Um Princípio, Múltiplas Interpretações

O GADU é um termo genérico, um símbolo que representa o Princípio Criador, a Inteligência Suprema ou a Ordem Cósmica. A genialidade deste conceito reside em sua neutralidade teológica:

  • Para um maçom católico, o GADU é o Deus da Bíblia.
  • Para um maçom judeu, é o Deus de Israel (Adonai).
  • Para um maçom muçulmano, é Alá.
  • Para um maçom deísta, é a Inteligência que rege as leis da natureza.

A Maçonaria não define quem é o GADU. Ela exige apenas que o maçom acredite que existe uma força superior à qual ele é responsável por suas ações. Essa abordagem é o que permite que um padre e um rabino sentem-se lado a lado no mesmo Templo, trabalhando como irmãos.

O GADU Como Fundamento da Regularidade

A crença no GADU não é uma opção na Maçonaria Regular; é um dos Landmarks (pilares imutáveis) que definem a regularidade. Por que essa exigência é tão rigorosa?
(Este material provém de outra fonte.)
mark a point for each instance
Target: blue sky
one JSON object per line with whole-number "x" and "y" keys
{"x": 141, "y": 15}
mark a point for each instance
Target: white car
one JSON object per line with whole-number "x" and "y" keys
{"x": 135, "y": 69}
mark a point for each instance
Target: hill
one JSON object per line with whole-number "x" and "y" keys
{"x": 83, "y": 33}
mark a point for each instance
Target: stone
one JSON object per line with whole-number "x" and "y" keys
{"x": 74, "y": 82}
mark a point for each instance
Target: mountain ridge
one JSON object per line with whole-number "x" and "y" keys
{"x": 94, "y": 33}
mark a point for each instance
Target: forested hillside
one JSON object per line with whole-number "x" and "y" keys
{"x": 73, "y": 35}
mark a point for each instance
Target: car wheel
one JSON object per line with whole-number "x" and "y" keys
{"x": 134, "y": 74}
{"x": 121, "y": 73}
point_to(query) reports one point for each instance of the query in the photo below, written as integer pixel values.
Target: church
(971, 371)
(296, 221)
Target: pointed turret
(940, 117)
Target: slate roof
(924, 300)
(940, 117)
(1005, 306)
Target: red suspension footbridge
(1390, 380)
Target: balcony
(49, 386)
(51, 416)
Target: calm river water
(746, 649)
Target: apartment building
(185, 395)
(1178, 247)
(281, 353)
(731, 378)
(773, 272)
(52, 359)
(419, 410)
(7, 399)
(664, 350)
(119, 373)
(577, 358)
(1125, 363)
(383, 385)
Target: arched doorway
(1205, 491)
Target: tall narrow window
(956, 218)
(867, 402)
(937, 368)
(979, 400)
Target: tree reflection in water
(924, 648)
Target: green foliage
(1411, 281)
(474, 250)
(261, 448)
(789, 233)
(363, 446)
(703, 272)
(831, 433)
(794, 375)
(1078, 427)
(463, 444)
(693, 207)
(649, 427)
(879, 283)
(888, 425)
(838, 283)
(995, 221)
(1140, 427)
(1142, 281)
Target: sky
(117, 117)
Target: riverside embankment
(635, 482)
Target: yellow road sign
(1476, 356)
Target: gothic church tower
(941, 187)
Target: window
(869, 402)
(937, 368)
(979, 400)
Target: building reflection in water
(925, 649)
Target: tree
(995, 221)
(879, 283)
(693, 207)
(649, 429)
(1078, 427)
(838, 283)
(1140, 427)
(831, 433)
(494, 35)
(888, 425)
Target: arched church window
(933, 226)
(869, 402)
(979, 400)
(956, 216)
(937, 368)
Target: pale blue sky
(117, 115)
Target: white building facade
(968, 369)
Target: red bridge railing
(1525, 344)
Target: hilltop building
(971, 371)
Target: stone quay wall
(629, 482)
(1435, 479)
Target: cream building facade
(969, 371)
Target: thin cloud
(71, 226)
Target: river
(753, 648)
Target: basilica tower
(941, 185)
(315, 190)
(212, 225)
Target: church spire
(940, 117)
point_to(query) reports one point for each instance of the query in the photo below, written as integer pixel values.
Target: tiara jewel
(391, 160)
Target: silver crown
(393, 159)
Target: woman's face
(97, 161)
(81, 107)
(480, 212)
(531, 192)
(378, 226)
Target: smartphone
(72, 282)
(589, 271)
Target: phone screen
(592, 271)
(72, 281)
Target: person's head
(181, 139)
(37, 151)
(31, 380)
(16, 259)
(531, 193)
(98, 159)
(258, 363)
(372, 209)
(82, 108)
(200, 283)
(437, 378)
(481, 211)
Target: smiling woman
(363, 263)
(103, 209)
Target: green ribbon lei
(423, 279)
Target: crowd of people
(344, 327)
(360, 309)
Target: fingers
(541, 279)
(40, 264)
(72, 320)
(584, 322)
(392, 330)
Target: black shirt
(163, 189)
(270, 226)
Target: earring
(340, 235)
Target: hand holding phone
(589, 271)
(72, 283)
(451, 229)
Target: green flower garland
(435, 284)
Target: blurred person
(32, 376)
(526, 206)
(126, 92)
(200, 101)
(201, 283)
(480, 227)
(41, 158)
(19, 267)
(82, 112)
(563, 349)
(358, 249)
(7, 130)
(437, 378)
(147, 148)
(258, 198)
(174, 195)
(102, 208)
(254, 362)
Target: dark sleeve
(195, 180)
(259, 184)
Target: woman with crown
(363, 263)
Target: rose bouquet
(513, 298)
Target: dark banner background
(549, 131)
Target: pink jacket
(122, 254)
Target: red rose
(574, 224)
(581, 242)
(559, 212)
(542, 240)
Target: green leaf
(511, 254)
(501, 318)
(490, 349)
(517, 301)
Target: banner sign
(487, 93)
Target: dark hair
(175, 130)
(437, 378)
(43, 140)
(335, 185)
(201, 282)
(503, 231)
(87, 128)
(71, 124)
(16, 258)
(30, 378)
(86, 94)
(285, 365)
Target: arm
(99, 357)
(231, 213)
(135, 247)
  1. Validade do Juramento: O juramento maçônico é prestado sobre o Volume da Lei Sagrada. Para que esse juramento tenha peso moral e vinculante para o indivíduo, ele deve ser feito perante aquilo que o indivíduo considera supremo.
  2. Base Moral: A Maçonaria busca o aprimoramento moral. Esse trabalho pressupõe que existe uma ordem moral universal, da qual o GADU é a fonte simbólica.
  3. Diferenciação: A exigência do GADU é o que separa a Maçonaria Regular das potências adogmáticas ou liberais (que não exigem crença em um Ser Supremo), e que por isso não são reconhecidas pela Grande Loja Unida da Inglaterra (UGLE).
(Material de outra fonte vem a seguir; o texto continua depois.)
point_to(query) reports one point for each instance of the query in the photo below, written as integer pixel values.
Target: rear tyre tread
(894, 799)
O GADU no Ritual e no Simbolismo

Durante as Sessões, o GADU é invocado nas orações de abertura e encerramento dos trabalhos. O símbolo do GADU (frequentemente representado por um triângulo com um olho no centro, ou a letra "G" no centro do Esquadro e Compasso) lembra ao maçom que todos os seus pensamentos e ações são observados por uma consciência superior.
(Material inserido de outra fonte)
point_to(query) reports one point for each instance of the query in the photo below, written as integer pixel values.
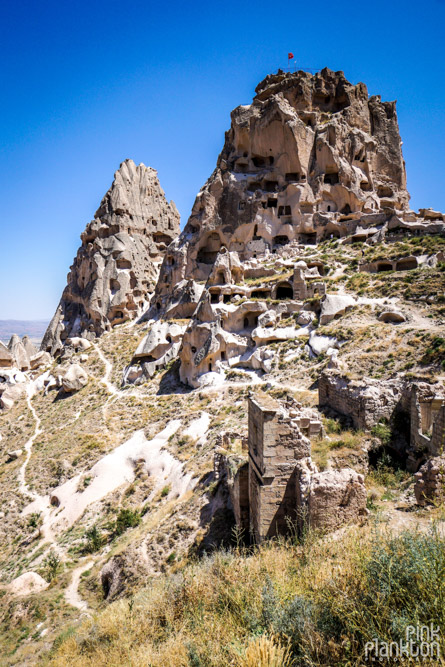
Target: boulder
(19, 353)
(78, 343)
(335, 305)
(40, 359)
(11, 394)
(30, 348)
(6, 358)
(74, 379)
(267, 319)
(304, 318)
(392, 315)
(321, 344)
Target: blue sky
(85, 85)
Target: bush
(127, 518)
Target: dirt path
(23, 486)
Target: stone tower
(275, 447)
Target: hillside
(229, 450)
(32, 328)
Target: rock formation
(311, 157)
(116, 267)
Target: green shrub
(51, 566)
(93, 540)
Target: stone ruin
(116, 267)
(417, 409)
(279, 489)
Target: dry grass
(315, 603)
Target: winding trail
(108, 473)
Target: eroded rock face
(74, 378)
(117, 265)
(311, 157)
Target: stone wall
(275, 446)
(366, 403)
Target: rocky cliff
(116, 266)
(311, 157)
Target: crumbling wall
(366, 403)
(275, 446)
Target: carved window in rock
(208, 253)
(331, 178)
(284, 211)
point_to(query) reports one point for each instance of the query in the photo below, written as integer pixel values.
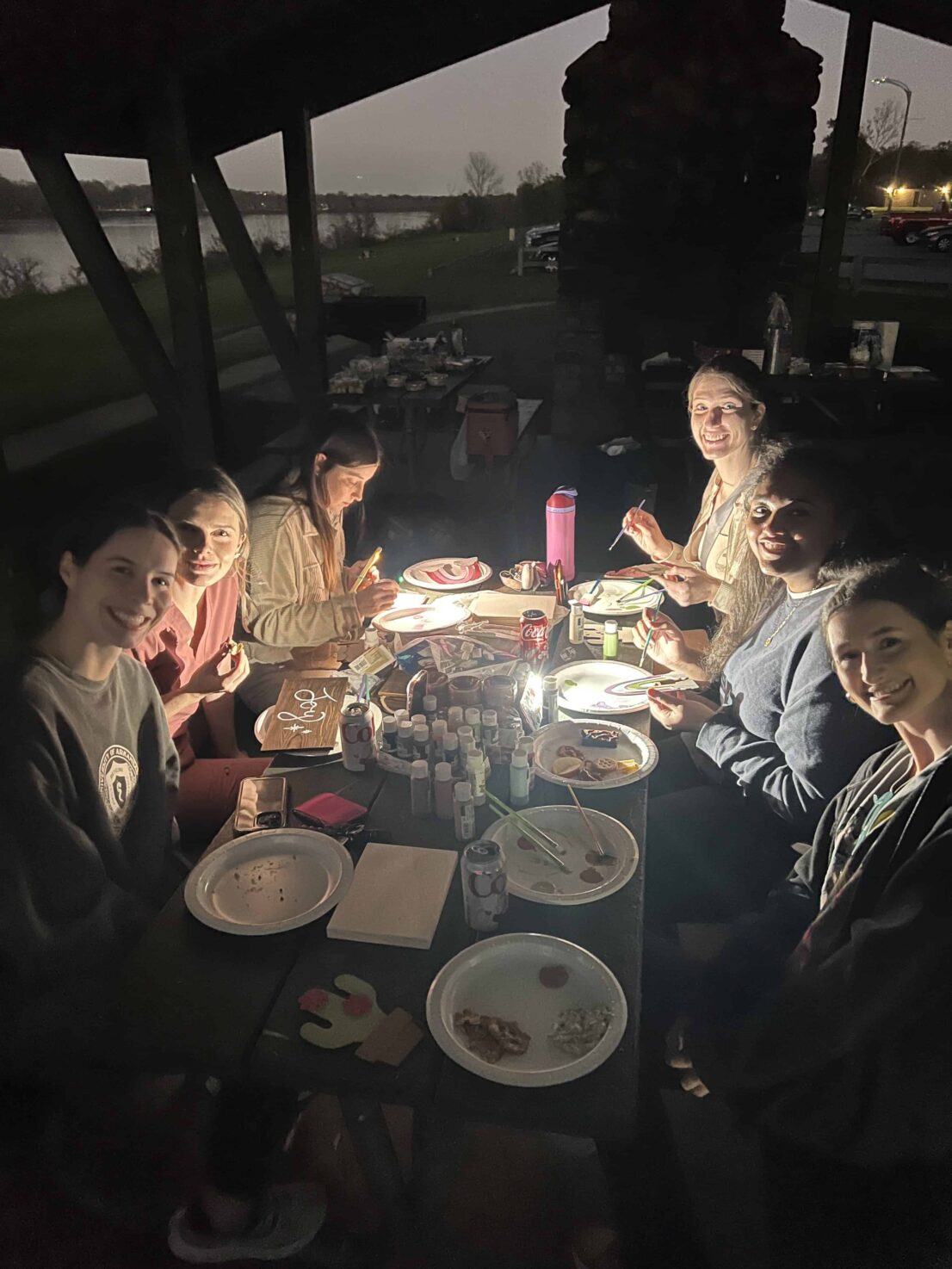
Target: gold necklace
(791, 607)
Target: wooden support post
(183, 270)
(839, 182)
(253, 277)
(109, 282)
(305, 249)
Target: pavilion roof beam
(305, 251)
(109, 282)
(839, 181)
(183, 270)
(253, 277)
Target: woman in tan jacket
(726, 412)
(297, 603)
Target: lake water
(131, 235)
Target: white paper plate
(584, 688)
(500, 977)
(420, 620)
(631, 745)
(609, 597)
(534, 876)
(265, 716)
(451, 566)
(269, 881)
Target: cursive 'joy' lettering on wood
(306, 715)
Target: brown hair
(751, 591)
(348, 441)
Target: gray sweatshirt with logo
(786, 735)
(88, 774)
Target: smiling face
(791, 528)
(893, 665)
(122, 591)
(342, 486)
(211, 535)
(722, 420)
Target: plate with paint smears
(534, 876)
(587, 687)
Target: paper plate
(618, 597)
(534, 876)
(500, 977)
(265, 715)
(269, 881)
(447, 573)
(631, 746)
(420, 620)
(585, 688)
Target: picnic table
(411, 406)
(213, 1003)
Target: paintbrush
(529, 829)
(371, 564)
(594, 837)
(621, 532)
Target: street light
(906, 89)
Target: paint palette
(534, 876)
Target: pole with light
(906, 89)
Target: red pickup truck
(906, 227)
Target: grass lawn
(59, 354)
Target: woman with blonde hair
(299, 602)
(727, 423)
(190, 653)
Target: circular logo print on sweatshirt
(118, 774)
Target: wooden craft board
(307, 714)
(396, 896)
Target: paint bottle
(405, 740)
(463, 813)
(609, 641)
(519, 779)
(577, 622)
(443, 791)
(419, 787)
(451, 754)
(473, 719)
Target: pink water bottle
(560, 529)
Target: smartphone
(262, 803)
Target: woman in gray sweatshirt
(751, 774)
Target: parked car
(908, 227)
(540, 233)
(938, 238)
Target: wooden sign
(307, 714)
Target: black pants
(711, 854)
(840, 1216)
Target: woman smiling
(825, 1018)
(751, 776)
(190, 656)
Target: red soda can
(534, 636)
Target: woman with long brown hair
(297, 602)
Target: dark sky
(415, 137)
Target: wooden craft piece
(352, 1017)
(307, 714)
(355, 1018)
(393, 1041)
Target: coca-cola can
(534, 636)
(485, 888)
(358, 744)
Respeito Absoluto à Liberdade de Consciência

É crucial entender que a Maçonaria Regular proíbe qualquer tentativa de definir o GADU de forma dogmática ou de converter um irmão à sua própria religião. O GADU é um ponto de união, não de divisão. Ele é o denominador comum que permite a construção do Templo da Fraternidade Universal, respeitando integralmente a liberdade de consciência de cada pedreiro.